I fear for the future of traveling
I fear for the future of the world
I fear for the future of old homes
I fear for the future of academic dentistry
I fear for the future of this vital tool
I fear for the future of the Sportsman
I fear for the future of employment in the city
I fear for the future in ten or twenty years
I FEAR FOR the future of environmental history
I fear for the future of TV
I fear for the future of books
I fear for the future of the FOCUS line
I fear for the future of the internet
I fear for the future of community theatre
I fear for the future of this plucky fish
I fear for the future of the NHS
I fear for the future of iriver
I fear for the future well-being of Malaysia
I fear for the future of our nation's highest court
I fear for the future of the show I love
I fear for the future of gaming
I fear for the future of many of our football clubs
I fear for the future of film-based photography
I fear for the future of Irish song writing
I fear for the future of Scottish winter climbing
I fear for the future of my ability
I fear for the future happiness of Grant and Hepburn
I fear for the future of girls like this
I fear for the future of a global disarmament agenda
i fear for the future of boxing
I fear for the future of the English language
i fear for the future of MF digital
I fear for the future of my four-year-old
I fear for the future as a result
I fear for the future of the archipelago's natural resources
I fear for the future they will inherit
I fear for the future of radio against the monster of television
I fear for the future of our species
I fear for the future of ColdFusion
I fear for the future of naturism
I fear for the future of the small-scale composting industry
I fear for the future of the Army
I fear for the future of science in schools
I fear for the future of SUSE, and KDE
I fear for the future of Pan Fish employees in Scotland
I fear for the future until the next reboot
I fear for the future of the all-too-easy-to-snap Arachnid legs
I fear for the future of our health
I fear for the future of that poor debauched squishy cow
I fear for the future of redheads
I fear for the future of Banana
I fear for the future of the band
I fear for the future of C++
I fear for the future if this is a sample
I fear for the future of haiku
I fear for the future of information exchange
I fear for the future of personal freedom
I fear for the future of "normal unhappiness"
I fear for the future today
I fear for the future of this opinion
I fear for the future with the disastrous
I fear for the future, I really do.

I fear for the future of my collection

Fearing for the future seems fairly common.

Bill


Edited: 15 May 2007, 11:27 a.m.

[OT] Feeling fear doesn't avoid danger, but it can help.

Don't fear fear !

"If this is what's being currently taught, how the heck are we as a nation going to compete with India, China, and so on?"

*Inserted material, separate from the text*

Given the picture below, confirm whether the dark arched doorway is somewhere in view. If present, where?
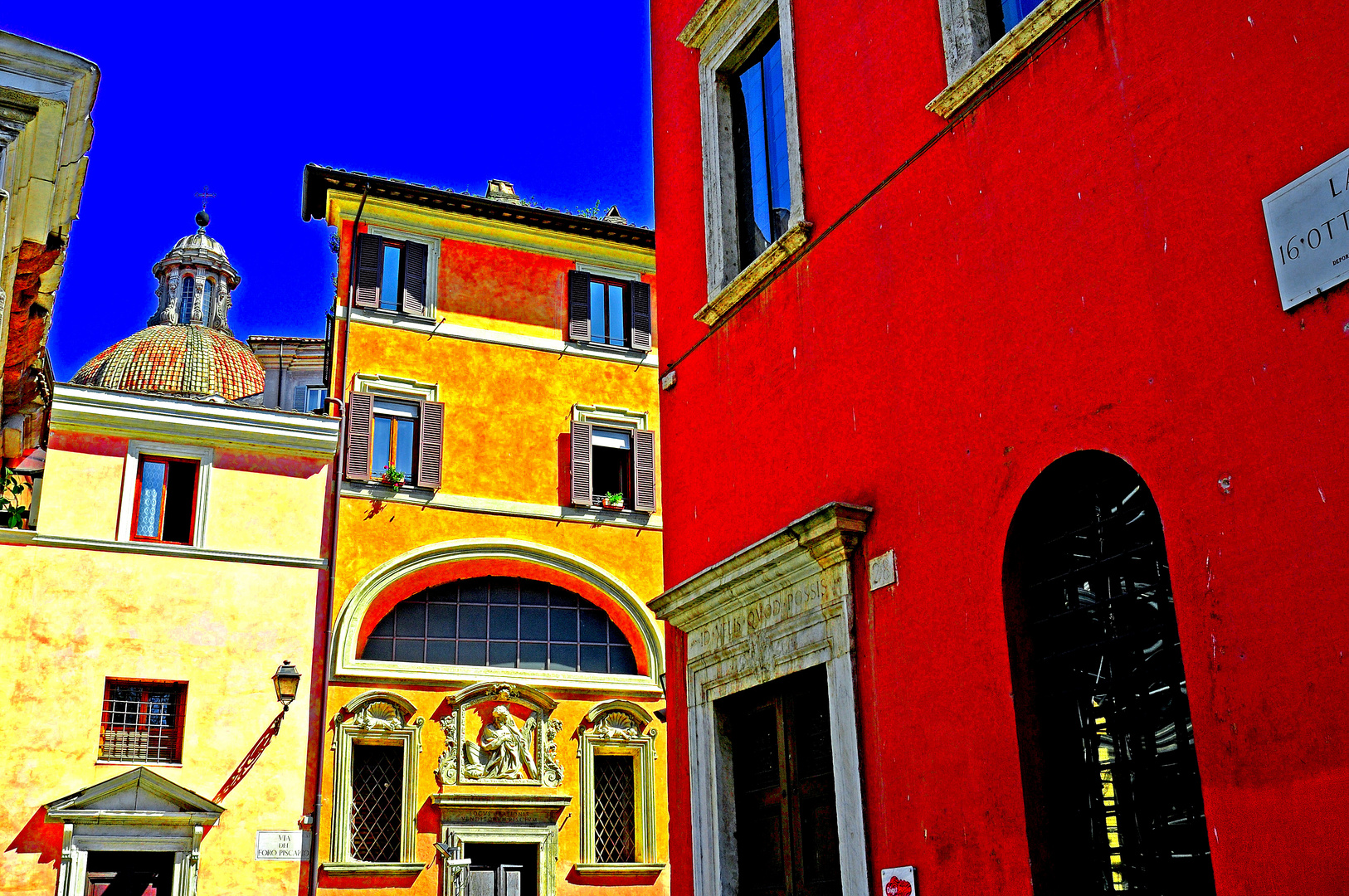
[1004,450,1214,896]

No we are not competing with them. We gave them our business.

Or as FDR said back in the 30's, "The only thing we have to fear is fear itself".

tm

Quote:
"...wireless signals from pupils' handheld calculators to a personal-computer screen ... lets instructors correct and analyze errors in real time. The teacher can understand who's not getting it by assessing which functions students keyed into their calculators..."

This is over-reliance on technology. What's obviously needed, especially in the critical early years, is good old-fashioned 3R teaching. Seems like most of the teachers nowadays are just button-pushers teaching more button-pushing instead of real math skills.

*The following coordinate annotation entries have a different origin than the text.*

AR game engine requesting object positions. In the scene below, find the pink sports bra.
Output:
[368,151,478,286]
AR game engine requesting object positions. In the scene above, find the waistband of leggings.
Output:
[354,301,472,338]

Two things: a) Just because the technology is there, it doesn't mean that teachers have to use it; and b) it sounds like a brilliant way of deterring pupils from playing Tetris instead of working. :-)

Calculators are not necessary to learning math, and aside from proficiency, have no place in the classroom until well into college. Only a handful of majors require studies beyond entry level calculus, and I know from experience that you don't need a calculator to make it through differential equations.

The United States was once the home of perhaps the finest engineering-based company in the world. Today that company sells ink.